Darüber, dass die Sprache ihrer Kinder on- und offline einiges rauer ist, als zu ihren eigenen Jugendzeiten, ist sich unsere Familienbloggerin im Klaren. Aber zu Hause gelten fixe Regeln. 

Lucia Hunziker

«Halts Maul!». Hab ich mich gerade verhört? «Was hast du grad zu mir gesagt?», frage ich mein Kind 1. Es zuckt mit den Schultern. «Dass ich noch was zu sagen habe und fertig reden möchte.» - «Hast du nicht.» - «Doch.» - «Nein. Das war nicht deine Wortwahl.» Das Kind schaut mich konsterniert an. «Du hast mir gesagt, ich soll s Maul halten!» - «Ja eben. Das ist doch das gleiche.»

Entscheidend ist, was ankommt

Ist es nicht. Ich setze zu einem Monolog an über Respekt, und dass sich dieser auch in der Sprache ausdrückt. Wohl ahnend, dass er nicht viel nützen wird. Denn in der Welt der Kids sind solche Ausdrücke die totale Norm. Sie sehen wirklich keinen Unterschied zwischen «Halts Maul» und «Ich habe noch was zu sagen». Trotzdem - oder gerade deswegen - nutze ich die Gelegenheit, um mein Mantra runterzubeten: «Schau, selbst wenn ich weiss, dass du es nicht respektlos meinst, kommt es bei mir so an. Und wenn du weisst, dass es bei mir so ankommt, dann sagst dus einfach nicht. Fertig. Ausser du bist ein Arschloch.»

«Auch wir Erwachsenen nehmen heute ganz selbstverständlich Worte in den Mund, die wir als Kinder höchstens hinter vorgehaltener Hand zu flüstern wagten.»

Ja, ich weiss. Ich hätte diesen letzten Satz jetzt auch anders ausdrücken sollen. Ich hätte einfach nicht gewusst, wie. Aber das zeigt ja sehr deutlich, dass nicht nur die Sprache der Kids rauer geworden ist. Auch wir Erwachsenen nehmen heute ganz selbstverständlich Worte in den Mund, die wir als Kinder höchstens hinter vorgehaltener Hand zu flüstern wagten. Und wenn Politikerinnen in Interviews es schaffen, in drei Sätzen gefühlte siebzehn Mal das «F-Wort» zu benutzen, muss man sich nicht wundern, wenn auch Kinder irgendwann die selbe Sprache sprechen.

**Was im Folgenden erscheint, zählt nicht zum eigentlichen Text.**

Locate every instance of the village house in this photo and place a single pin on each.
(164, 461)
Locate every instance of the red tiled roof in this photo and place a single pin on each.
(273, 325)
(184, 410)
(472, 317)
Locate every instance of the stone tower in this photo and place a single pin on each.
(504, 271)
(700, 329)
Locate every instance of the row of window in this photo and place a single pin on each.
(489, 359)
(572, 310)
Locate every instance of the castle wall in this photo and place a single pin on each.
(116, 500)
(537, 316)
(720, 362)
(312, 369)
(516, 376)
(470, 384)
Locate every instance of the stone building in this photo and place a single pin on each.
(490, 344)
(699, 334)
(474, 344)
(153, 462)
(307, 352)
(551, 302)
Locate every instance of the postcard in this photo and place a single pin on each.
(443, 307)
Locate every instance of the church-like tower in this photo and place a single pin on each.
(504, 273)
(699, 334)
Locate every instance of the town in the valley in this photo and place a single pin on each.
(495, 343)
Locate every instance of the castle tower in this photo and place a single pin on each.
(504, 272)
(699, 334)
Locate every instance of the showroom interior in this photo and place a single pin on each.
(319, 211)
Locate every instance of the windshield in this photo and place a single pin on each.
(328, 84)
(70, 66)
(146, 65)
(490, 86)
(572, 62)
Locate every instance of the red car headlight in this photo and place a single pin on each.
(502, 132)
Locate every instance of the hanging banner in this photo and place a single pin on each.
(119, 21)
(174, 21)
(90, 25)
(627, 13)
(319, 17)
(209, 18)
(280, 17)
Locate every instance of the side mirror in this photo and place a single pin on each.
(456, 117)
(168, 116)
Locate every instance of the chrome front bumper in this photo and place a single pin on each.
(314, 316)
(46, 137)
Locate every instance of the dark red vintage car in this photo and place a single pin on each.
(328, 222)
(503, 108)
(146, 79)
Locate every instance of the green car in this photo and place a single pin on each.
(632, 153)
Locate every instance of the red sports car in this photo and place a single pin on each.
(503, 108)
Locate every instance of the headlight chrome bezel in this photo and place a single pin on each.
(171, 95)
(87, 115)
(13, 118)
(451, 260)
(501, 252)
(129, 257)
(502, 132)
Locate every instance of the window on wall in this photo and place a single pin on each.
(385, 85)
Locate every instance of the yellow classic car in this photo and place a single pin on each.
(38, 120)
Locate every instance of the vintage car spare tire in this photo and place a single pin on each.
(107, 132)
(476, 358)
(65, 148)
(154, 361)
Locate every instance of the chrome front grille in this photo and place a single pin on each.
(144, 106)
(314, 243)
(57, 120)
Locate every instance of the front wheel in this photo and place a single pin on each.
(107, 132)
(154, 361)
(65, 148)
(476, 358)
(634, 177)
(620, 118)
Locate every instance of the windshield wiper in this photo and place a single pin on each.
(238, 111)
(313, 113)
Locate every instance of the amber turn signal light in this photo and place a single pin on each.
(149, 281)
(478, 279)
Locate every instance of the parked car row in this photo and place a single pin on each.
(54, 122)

Kein unüberlegtes Zeug mehr von mir geben

Dabei nehme ich mich - wie bereits erwähnt - als schlechtes Vorbild gar nicht aus. Als meine Kinder kleiner waren, habe ich gern gescherzt, dass sie jedes ihnen bekannte Fluchwort aus meinem Auto kennen. Irgendwann piepste Kind 2, damals etwa sechs, vom Rücksitz: «Mami, was ist ein Wichser?» Ich, super genervt: «Einer der einem den Weg abschneidet!» Es kam, was kommen musste. Tage später im Coop, jemand schob seinen Einkaufswagen direkt vor das Kinderwägeli des Kleinen, worauf er - unverhältnismässig laut natürlich - rief: «Maaaami! Die Frau ist ein Wichser!»

Klar, im Nachhinein eine lustige Anekdote. Im Moment aber auch eine Lehre für mich, in der Gegenwart meiner Kinder kein unüberlegtes Zeug von mir zu geben. Nicht, dass ich fortan total aufgehört hätte damit. Aber es wurde besser.

«Ich habe eine ganz wichtige Regel: Alles, was bestimmte Menschengruppen ausgrenzt, wird nicht als Schimpfwort benutzt in meinem Haus. Ich will weder «schwul» noch «behindert» noch «Spasti» als Beleidigung hören.»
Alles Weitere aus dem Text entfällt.